With several Reverse Osmosis (RO) plants set up at various locations across the island, and one expected to be installed in the Bethesda area this year, residents – who are already crying out for water – will be pained to learn that water-rationing measures will continue.
Reportedly, the Antigua Public Utilities Authority (APUA) has been unable to produce the commodity in a timely manner and on a daily basis, apparently due to rough seas.
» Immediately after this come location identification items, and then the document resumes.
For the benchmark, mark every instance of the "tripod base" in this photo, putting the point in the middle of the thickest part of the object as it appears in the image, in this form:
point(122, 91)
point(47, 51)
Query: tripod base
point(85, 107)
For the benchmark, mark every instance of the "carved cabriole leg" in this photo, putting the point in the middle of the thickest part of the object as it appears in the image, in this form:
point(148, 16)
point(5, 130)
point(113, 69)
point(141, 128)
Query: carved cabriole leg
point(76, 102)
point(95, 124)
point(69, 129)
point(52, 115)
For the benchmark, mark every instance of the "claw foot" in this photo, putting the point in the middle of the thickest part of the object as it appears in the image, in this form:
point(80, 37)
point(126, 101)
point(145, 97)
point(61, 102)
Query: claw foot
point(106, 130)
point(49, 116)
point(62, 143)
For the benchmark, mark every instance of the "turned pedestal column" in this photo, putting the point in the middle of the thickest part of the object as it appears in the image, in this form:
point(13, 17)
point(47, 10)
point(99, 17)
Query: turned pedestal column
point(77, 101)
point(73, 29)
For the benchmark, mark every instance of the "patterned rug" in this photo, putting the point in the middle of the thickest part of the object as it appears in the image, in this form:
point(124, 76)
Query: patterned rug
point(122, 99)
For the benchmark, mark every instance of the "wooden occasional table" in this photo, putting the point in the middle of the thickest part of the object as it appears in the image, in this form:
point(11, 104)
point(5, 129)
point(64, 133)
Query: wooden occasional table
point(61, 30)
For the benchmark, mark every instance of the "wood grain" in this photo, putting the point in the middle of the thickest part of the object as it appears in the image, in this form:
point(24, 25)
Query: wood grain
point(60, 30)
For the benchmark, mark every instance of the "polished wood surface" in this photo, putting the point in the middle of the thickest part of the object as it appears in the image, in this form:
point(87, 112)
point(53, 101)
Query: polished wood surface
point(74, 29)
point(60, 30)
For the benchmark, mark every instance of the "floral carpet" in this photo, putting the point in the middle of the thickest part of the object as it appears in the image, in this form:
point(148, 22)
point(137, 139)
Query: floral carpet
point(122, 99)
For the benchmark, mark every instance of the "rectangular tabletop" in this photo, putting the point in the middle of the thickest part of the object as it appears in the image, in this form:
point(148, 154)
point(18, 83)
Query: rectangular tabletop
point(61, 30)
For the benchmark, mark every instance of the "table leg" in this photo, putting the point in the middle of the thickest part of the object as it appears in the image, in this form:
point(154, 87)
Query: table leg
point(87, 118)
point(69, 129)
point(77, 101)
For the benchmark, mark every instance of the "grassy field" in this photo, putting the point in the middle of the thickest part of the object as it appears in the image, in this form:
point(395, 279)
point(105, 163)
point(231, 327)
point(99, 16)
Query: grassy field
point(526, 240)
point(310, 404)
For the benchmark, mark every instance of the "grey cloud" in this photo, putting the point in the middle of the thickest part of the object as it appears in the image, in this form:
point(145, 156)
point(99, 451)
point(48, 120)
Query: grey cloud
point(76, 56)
Reportedly, this has significantly reduced production capability from 11 million gallons a day.
However, the demand for water remains at approximately 13 million gallons daily, according to APUA. Therefore, a water-rationing schedule has had to be put in place to ensure equitable distribution “during this period of turbid seas.”
The Cabinet, during its sitting on Wednesday, March 22, is reported to have held telephone discussions with APUA General Manager Esworth Martin to discuss the Authority’s production and distribution challenges.
Martin reportedly has assured the Executive that, as the Easter/spring season approaches, the seas will become calmer, and the Reverse Osmosis Plants will be able to function at nearly 100 percent capacity.
Allegedly, it was also suggested that super filters could be attached to the intake pipes.
These would significantly reduce materials like sand, shells, pebbles and vegetation being taken in, since they can severely damage the membranes that separate the salt from the water.
Meanwhile, the Bethesda desalination plant is scheduled to be constructed near the village and is expected to produce 3.5 million gallons daily.
Officials say this will meet and exceed the current supply and demand, and will provide water to communities on that side of the island. The plant will take 10 months to erect, it was noted.
Meanwhile, the United Progressive Party’s mobilization officer, George Wehner, says the showers the country received earlier this week were welcome, since there seems to be no end to the water crisis in spite of repeated promises from the Government.